Flashgot is the answer for you
  Find it here : *www.flashgot.net/whats


----------



## futuristically_ancient (Jan 1, 2005)

instead, try FLASHGET. its 1 of da best download managers!!!


----------



## ramank (Jan 1, 2005)

amanwannalearn said:
			
		

> hi,
> The usual download manager of  firfox is quite painful....also u *cant resume *and save downloads...
> I ws looking for an extension or software that is integrated with firefox 1.0
> pls help


I think you can pause and resume downloads in firefox default download manager. 
And you can use the extension provided by freshseasons for Flashget.


----------



## futuristically_ancient (Jan 1, 2005)

ramank said:
			
		

> amanwannalearn said:
> 
> 
> 
> ...


----------



## ramank (Jan 1, 2005)

futuristically_ancient said:
			
		

> can u temme da website address for freashseasons? n wat does this extension help in doing?


Just install Flashget and install the Flashgot extension for Firefox. Now, when you try to open or download a file, the download manager has an extra option "Flashget". Select that and now Flashget will take over the download. 

Sometimes, it says "Download Manager incorrect function", but Flashget runs in background. Just re-click the file to be downloaded and proceed as above, and it will be OK.


----------



## gxsaurav (Jan 1, 2005)

Well, i don;t know about u but DAP 5.3 works fine, all i had to do was to copy the dapop.dll to firefox\plugins folder & name it npdap.dll, done


----------



## allindrome (Jan 1, 2005)

Reget Deluxe 4.1.242 with Flashgot exension.The best combination.


----------



## KHUBBU (Jan 2, 2005)

I tried flashgot but got a warning that it is not safe or somthng like that. So didnt continued .


----------



## Vyasram (Jan 2, 2005)

Instead of dap5.3 , you can try dap7.x which is much advanced in features.


----------



## allindrome (Jan 2, 2005)

DAP might be a good download manager but it is ad-ware supported.Although this wouldn't harm your system it certainly eats up your bandwidth.Leave your pc idle on the net and sometimes you will see that DAP is still transmitting transformation.This is because it passes on your surfing habits which might then be used for advertising purposes.I therfore suggest to use any other download manager,personally I use ReGet and have found it to be pretty good as it works with both IE and Firefox.


----------



## Ethan_Hunt (Jan 2, 2005)

Yup Dap's Latest Has Tons of Ad-Aware's.....So Out With It......In My Opinion The Best Has To Go To Internet Download Manager......Its Works Like A Blaze On IE Browser But Not Sure For FireFox.....Just Google For It Mate 8)


----------



## Maverick340 (Jan 2, 2005)

*Flashgot*

I downloaded flashgot but it has a limited option of download managers
so i saw that flashget is there and installed it
well its running fine now but how do i add more download manager to flashgot's list.Also tell me is dap memory efficient or flashget
i mean which hogs less memory cuz i only got 128 mb


----------



## koolbluez (Jan 2, 2005)

I agree with allwyndlima...

Internet Download Manager does work by default for all browsers... even when off it does by default take in downloads.

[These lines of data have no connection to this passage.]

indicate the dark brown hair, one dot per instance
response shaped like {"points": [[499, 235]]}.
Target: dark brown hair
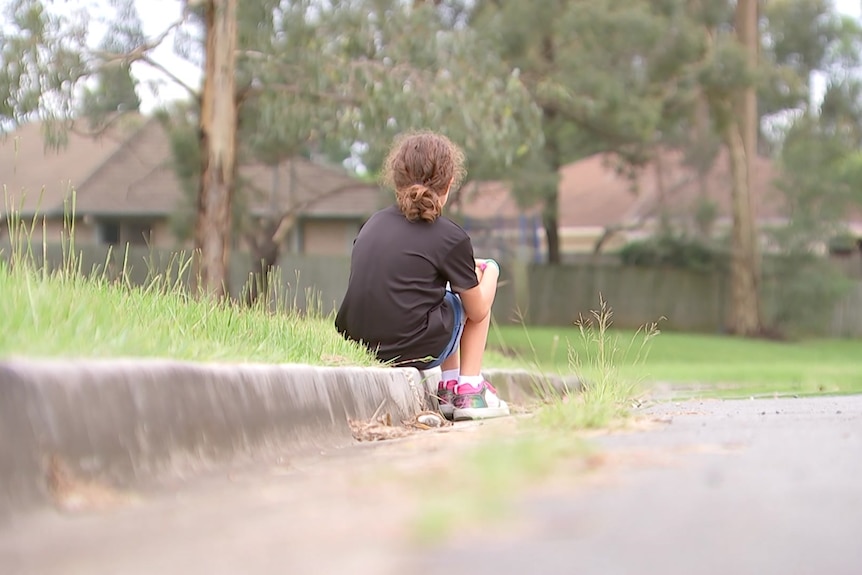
{"points": [[420, 168]]}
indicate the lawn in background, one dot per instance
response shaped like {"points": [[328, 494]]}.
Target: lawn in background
{"points": [[728, 366]]}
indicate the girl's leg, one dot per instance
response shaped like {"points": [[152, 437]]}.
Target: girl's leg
{"points": [[472, 349], [474, 397], [453, 362]]}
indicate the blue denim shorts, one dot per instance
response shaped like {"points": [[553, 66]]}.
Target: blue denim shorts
{"points": [[454, 302]]}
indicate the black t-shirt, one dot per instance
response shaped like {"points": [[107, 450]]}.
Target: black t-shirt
{"points": [[398, 272]]}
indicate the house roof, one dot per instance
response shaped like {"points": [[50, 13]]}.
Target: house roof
{"points": [[36, 178], [322, 191], [594, 194], [132, 176], [488, 200]]}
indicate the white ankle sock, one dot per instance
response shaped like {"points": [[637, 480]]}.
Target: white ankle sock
{"points": [[474, 380]]}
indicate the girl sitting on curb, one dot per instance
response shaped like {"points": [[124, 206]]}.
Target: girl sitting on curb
{"points": [[416, 296]]}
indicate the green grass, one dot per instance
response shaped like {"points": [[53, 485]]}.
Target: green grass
{"points": [[729, 366], [63, 314]]}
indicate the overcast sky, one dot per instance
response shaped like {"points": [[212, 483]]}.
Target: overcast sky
{"points": [[157, 16]]}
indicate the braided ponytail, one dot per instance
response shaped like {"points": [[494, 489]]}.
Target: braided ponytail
{"points": [[419, 202]]}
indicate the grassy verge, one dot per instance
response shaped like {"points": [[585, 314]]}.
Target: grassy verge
{"points": [[64, 313], [717, 365]]}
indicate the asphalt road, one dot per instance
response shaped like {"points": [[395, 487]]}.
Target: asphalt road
{"points": [[712, 487], [726, 487]]}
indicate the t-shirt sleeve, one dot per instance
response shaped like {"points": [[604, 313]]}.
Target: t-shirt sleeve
{"points": [[459, 267]]}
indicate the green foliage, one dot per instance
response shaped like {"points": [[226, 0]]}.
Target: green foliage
{"points": [[42, 63], [803, 290], [675, 251]]}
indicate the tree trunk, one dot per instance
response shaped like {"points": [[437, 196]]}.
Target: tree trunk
{"points": [[744, 289], [741, 139], [550, 221], [218, 147]]}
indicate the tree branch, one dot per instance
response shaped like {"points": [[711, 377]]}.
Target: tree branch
{"points": [[102, 128], [173, 77]]}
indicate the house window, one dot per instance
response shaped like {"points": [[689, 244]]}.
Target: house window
{"points": [[109, 232], [118, 232], [136, 233]]}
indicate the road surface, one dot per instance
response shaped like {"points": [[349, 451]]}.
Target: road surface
{"points": [[708, 487]]}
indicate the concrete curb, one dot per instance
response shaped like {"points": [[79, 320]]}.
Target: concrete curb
{"points": [[128, 422], [124, 422]]}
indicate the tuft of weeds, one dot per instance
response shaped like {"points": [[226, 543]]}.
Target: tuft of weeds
{"points": [[485, 480], [606, 392]]}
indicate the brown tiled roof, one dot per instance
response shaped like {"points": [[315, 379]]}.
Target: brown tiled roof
{"points": [[133, 176], [136, 180], [36, 178], [324, 191], [593, 193], [487, 200]]}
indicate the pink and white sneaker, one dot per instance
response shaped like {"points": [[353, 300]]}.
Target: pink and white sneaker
{"points": [[477, 402], [445, 396]]}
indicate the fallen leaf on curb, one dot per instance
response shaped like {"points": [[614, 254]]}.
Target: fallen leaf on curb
{"points": [[375, 430], [425, 420], [335, 360], [378, 428], [74, 494]]}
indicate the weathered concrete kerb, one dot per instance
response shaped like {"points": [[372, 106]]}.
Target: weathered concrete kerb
{"points": [[123, 422]]}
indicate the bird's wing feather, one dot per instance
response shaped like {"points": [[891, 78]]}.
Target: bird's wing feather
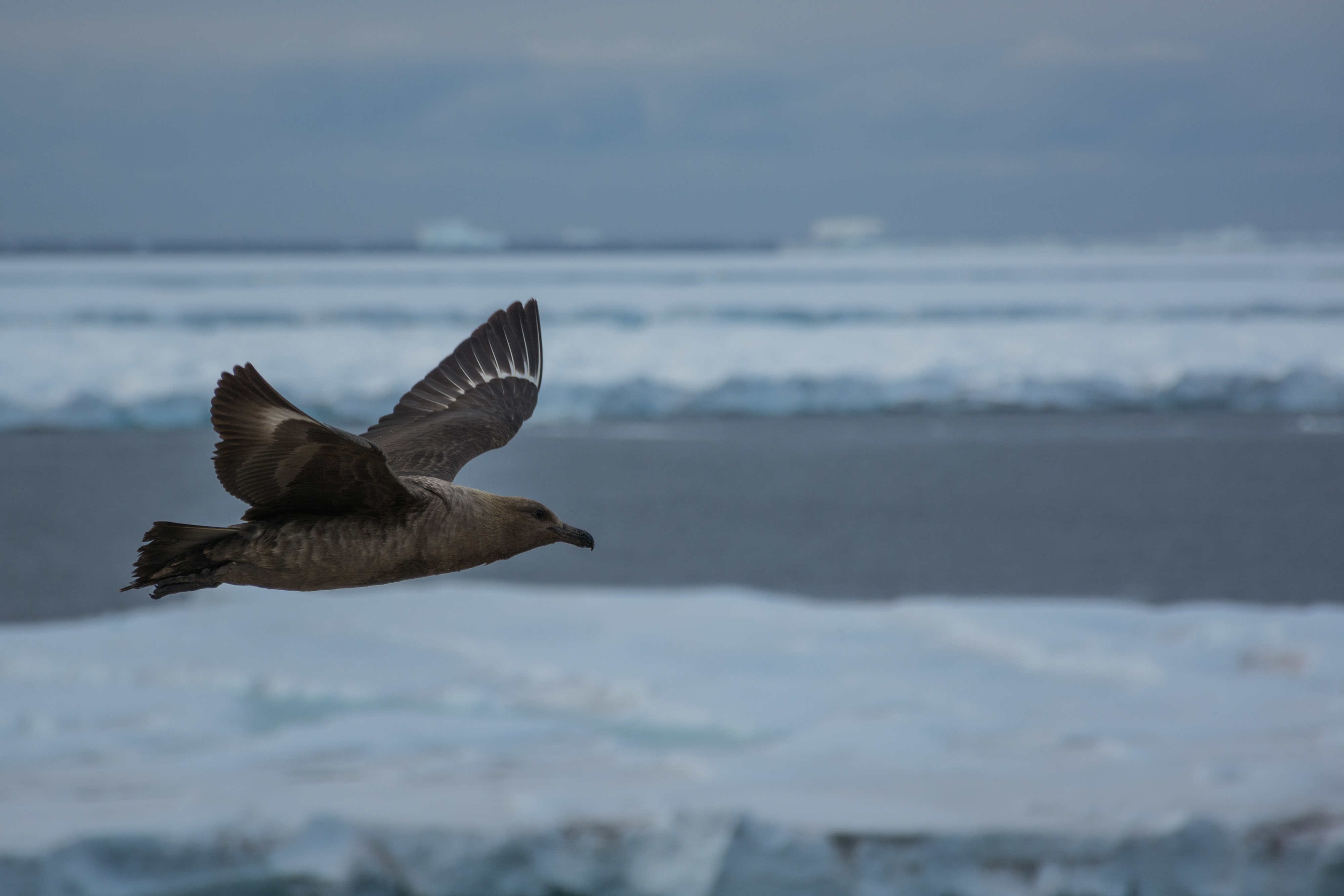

Also goes for LeechGet & Internet Download Accelerator.

Most of the latest dlmanagers get the dl by default.

Try any one.

BOL


----------



## Maverick340 (Jan 2, 2005)

the problem with most dl managers is that they are not free...DAP is however free.
as far as FLAShGET goes...i ve had a horrible experience...it keep giving errors in middle...v irritating
ill try that dap trick...
hope it works


----------



## swatkat (Jan 3, 2005)

Now dont worry,everyone can use their fav Download mangers in FireFox.Simply use this tool to integrate ur fav download manager to FireFox.
It's aptly called "Download With".
*downloadwith.mozdev.org/
Download it here:-
*downloadwith.mozdev.org/installation.html
Once u got this extension,u can use any download manager to download all file 8) 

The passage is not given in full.